The Monarchak project is the third biggest gas-based power plant in the northeast region after the ONGC’s 726 MW plant at Palatana in southern Tripura, the company’s first in the commercial sector, and the 291 MW Kathalguri in eastern Assam’s Dibrugarh district.
An ONGC official said technical problems and NEEPCO’s interruptions in taking gas were to blame for the delay.
Biswas said the ONGC, after a series of parleys, recently began supplying gas to the NEEPCO power plant.
ONGC Executive Director and Tripura asset manager S.C. Soni said the corporation was ready to provide 0.4 million standard cubic metre per day (MSCMPD) gas to NEEPCO “but they did not assure us the gas would be taken uninterruptedly”.
Soni pointed out there would be a technical glitch in the supply and the ONGC would suffer losses if the NEEPCO project intermittently consumes gas.
Designed by the US General Electric Company, the plant’s turbines have been supplied by Bharat Heavy Electricals Limited.
NEEPCO has also installed a five-MW capacity solar power plant at a cost of Rs 50 crore within the Monarchak power plant complex. This is the biggest solar power unit in the northeastern region, comprising eight states including Sikkim.
Credited with installation of several power projects in the northeast, NEEPCO, headquartered in Meghalaya capital Shillong, also plans to generate at least 1,500 MW from solar and wind energy in the next five years.
According to union power ministry documents, the hydro-power potential of the northeastern region is estimated at 58,971 MW, which is almost 40 percent of the country’s potential. However, only about 2.1 percent (1,242 MW) had been harnessed till last May.

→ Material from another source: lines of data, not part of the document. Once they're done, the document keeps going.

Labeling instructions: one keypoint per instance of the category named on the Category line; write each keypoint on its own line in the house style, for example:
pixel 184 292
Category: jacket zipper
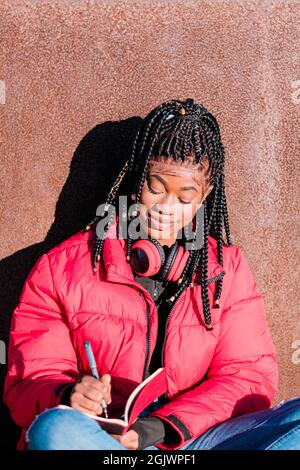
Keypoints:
pixel 147 338
pixel 170 313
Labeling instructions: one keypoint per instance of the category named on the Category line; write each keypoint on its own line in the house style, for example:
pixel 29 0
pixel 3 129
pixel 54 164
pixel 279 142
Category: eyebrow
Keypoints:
pixel 184 188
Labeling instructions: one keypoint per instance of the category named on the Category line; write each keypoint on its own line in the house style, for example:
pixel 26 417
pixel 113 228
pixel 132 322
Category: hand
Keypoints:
pixel 130 439
pixel 88 393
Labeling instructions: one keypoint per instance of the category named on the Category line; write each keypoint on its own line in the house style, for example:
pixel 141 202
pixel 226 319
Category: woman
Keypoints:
pixel 169 293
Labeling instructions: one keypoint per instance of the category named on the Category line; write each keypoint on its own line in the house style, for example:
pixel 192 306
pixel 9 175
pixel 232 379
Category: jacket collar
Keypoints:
pixel 119 270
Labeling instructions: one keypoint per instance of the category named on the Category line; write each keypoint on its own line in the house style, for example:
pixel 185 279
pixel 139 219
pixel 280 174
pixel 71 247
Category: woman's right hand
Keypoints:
pixel 88 393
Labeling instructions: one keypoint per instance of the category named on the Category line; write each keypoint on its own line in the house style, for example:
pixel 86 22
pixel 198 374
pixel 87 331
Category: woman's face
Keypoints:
pixel 171 195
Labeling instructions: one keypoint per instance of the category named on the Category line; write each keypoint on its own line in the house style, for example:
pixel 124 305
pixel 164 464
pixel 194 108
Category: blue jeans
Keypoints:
pixel 277 428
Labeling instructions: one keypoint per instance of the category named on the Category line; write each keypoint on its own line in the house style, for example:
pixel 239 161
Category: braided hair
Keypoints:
pixel 178 129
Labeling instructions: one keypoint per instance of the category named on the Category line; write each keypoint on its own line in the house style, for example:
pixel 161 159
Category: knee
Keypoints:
pixel 290 409
pixel 49 428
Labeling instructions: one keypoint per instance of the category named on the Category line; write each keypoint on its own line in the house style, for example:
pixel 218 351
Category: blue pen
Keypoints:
pixel 93 366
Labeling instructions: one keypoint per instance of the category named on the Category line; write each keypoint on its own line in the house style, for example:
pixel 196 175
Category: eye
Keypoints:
pixel 151 190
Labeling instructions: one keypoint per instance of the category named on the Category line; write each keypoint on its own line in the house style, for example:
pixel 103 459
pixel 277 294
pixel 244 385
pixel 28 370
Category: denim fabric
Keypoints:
pixel 277 428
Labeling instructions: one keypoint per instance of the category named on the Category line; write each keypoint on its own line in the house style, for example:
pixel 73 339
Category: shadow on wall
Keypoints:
pixel 95 164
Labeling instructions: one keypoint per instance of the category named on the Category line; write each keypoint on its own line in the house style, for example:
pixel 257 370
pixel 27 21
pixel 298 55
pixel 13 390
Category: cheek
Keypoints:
pixel 187 214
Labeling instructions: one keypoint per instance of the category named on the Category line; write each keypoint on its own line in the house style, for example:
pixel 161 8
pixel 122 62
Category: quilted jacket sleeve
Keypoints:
pixel 41 357
pixel 242 376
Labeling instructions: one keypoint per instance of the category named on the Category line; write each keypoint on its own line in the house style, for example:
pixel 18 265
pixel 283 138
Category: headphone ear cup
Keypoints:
pixel 179 263
pixel 147 257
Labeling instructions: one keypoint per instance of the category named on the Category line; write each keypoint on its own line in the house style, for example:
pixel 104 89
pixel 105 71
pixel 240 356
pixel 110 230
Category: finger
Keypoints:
pixel 91 381
pixel 75 406
pixel 90 392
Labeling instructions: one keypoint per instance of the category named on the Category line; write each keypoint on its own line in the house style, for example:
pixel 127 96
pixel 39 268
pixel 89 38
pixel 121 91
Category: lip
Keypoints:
pixel 160 226
pixel 158 221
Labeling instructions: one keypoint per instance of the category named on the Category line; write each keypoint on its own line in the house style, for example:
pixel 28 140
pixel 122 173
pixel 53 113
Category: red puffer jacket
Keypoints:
pixel 212 375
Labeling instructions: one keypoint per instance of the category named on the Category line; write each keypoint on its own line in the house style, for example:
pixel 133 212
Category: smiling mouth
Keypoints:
pixel 160 226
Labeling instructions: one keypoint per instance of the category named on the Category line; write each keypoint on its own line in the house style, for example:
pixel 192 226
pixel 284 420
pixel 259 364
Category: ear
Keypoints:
pixel 208 190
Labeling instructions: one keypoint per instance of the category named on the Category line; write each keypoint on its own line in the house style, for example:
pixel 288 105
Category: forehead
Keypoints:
pixel 187 169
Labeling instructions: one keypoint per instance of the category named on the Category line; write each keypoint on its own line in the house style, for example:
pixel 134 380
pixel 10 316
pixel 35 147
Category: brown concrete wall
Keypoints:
pixel 74 78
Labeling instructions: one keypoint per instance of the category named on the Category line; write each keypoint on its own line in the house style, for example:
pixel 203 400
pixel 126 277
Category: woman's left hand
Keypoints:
pixel 130 439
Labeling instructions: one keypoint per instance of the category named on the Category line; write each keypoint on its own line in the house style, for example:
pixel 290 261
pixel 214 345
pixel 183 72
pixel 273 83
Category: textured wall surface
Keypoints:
pixel 75 78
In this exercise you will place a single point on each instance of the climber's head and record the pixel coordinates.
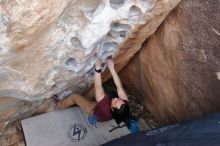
(119, 109)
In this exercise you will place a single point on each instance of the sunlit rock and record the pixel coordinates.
(50, 47)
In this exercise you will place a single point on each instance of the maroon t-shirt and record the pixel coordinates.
(103, 110)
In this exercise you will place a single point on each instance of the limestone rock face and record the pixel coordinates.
(50, 47)
(176, 72)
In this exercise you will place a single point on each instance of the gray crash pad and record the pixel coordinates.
(69, 127)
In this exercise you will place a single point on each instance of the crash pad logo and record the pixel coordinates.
(77, 132)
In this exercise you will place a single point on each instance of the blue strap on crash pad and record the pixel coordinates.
(92, 119)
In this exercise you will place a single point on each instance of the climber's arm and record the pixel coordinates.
(99, 91)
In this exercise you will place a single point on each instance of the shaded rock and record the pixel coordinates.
(176, 71)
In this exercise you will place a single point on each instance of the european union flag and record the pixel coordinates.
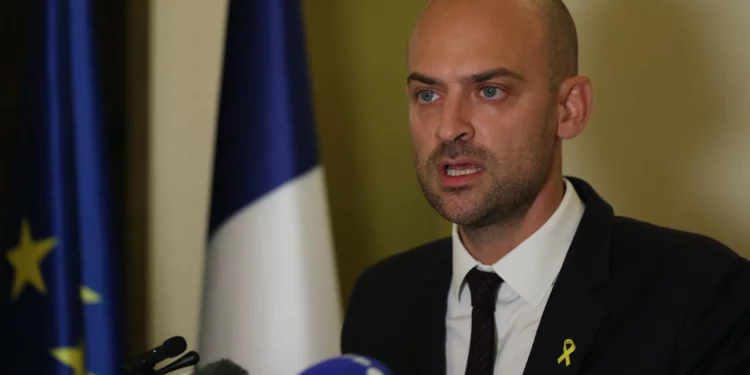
(59, 296)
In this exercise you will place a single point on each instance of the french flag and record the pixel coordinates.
(271, 299)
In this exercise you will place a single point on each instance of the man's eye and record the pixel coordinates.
(490, 92)
(427, 95)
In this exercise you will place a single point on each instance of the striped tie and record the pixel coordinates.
(483, 287)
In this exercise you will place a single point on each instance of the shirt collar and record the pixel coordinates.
(532, 267)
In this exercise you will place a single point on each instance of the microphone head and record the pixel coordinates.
(174, 346)
(221, 367)
(348, 364)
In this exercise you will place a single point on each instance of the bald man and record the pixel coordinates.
(539, 276)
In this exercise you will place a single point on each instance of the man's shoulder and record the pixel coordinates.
(669, 248)
(409, 264)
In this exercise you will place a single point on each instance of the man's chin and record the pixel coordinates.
(460, 211)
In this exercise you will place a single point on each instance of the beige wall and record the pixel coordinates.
(184, 67)
(667, 142)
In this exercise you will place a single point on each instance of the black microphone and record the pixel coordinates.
(144, 363)
(189, 359)
(222, 367)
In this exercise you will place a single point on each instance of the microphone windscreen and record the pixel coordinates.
(174, 346)
(222, 367)
(348, 364)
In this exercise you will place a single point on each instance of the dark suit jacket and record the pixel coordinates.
(635, 298)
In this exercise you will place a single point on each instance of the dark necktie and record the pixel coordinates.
(483, 287)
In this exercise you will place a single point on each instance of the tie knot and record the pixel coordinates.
(483, 287)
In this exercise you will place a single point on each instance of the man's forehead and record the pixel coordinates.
(451, 32)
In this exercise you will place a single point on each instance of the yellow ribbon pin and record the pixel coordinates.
(568, 348)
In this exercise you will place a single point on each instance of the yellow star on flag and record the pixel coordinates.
(71, 357)
(89, 296)
(26, 259)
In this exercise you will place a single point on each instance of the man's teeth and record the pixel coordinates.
(461, 172)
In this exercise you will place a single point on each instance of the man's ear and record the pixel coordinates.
(575, 103)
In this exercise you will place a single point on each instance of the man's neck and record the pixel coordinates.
(489, 244)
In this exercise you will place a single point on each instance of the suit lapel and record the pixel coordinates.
(430, 306)
(573, 312)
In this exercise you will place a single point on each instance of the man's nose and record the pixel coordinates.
(455, 123)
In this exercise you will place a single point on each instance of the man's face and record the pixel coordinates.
(482, 115)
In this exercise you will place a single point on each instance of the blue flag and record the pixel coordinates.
(271, 295)
(59, 293)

The northeast is going to be power surplus and it was an enormous problem to transmit the excess power from the region to the country’s power-starved regions. The eight northeastern states’ off-peak and peak demand on an average is 1,500 MW to 2,500 MW against the current installed capacity of 4,730 MW. This means that most of the plants are working under-capacity.
Meanwhile, Tripura will soon begin supplying 100 MW of power to Bangladesh. The transmission lines have been commissioned on both sides of the border and supplies will begin after a power purchase agreement has been signed.
With the commissioning of the Monarchak plant, NEEPCO’s share of installed capacity in the region would be more than 42 percent.